The charity and fundraising foughts of Ian Atkinson


Sunday 21 March 2010

New is so old





Heard of ‘crowdsourcing’?

It’s one of those shiny new things. People are like magpies: we love shiny new things. Even if the new things aren’t as good as the old things. We just get infatuated with their newness.

Sometimes I think that’s why marketing isn’t advancing as quickly as it should. Because someone comes along with something new that doesn’t bother building on what we’ve already learned. It just starts again.

We reinvent the wheel. And this time we try it with sharp pointy bits.

Crowdsourcing is a new way to do creative work.

You put your brief online, you invite anyone and everyone to come up with ideas to answer it, and the best idea wins a prize.

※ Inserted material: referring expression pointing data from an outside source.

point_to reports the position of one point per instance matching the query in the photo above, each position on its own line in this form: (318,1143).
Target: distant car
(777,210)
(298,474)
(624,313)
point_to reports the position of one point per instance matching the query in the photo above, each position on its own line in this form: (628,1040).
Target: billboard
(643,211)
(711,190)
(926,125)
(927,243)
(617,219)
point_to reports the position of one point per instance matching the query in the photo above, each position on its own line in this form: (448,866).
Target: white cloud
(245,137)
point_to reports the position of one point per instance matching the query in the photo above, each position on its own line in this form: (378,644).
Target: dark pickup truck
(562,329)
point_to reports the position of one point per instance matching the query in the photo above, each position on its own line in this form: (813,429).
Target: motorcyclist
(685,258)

Brilliant. Instead of seeing just three concepts, you see hundreds or even thousands.

Admittedly, most of them will be appallingly bad, and you’ll go mad having to sift through the piles of bad puns, borrowed interest, plagiarised, off brief, brand illiterate, old or just plain terrible ideas.

But on the plus side, you’re getting lots of people, including your target audience, to submit ideas, so you’re bound to get infinitely more surprising and original ideas than you’d get from an agency.

Aren’t you?

Peperami is one of the biggest names to have tried this new gimmick recently. They offered a first prize of $10,000 and a second of $5,000 for a TV and print campaign idea.

They sent out the brief, they judged the entries, they chose the winning work.

And then discovered that the winning entry had been submitted by a professional copywriter. And that the runner up was from an ex-creative director.

Who’d have thought that?

That highly-trained, highly-experienced, highly-skilled professionals are better than a random collection of amateurs?

That creatives are better at thinking like the target audience than the target audience is at thinking like creatives?

That the Emperor isn’t wearing incredible new clothes, but is in fact naked?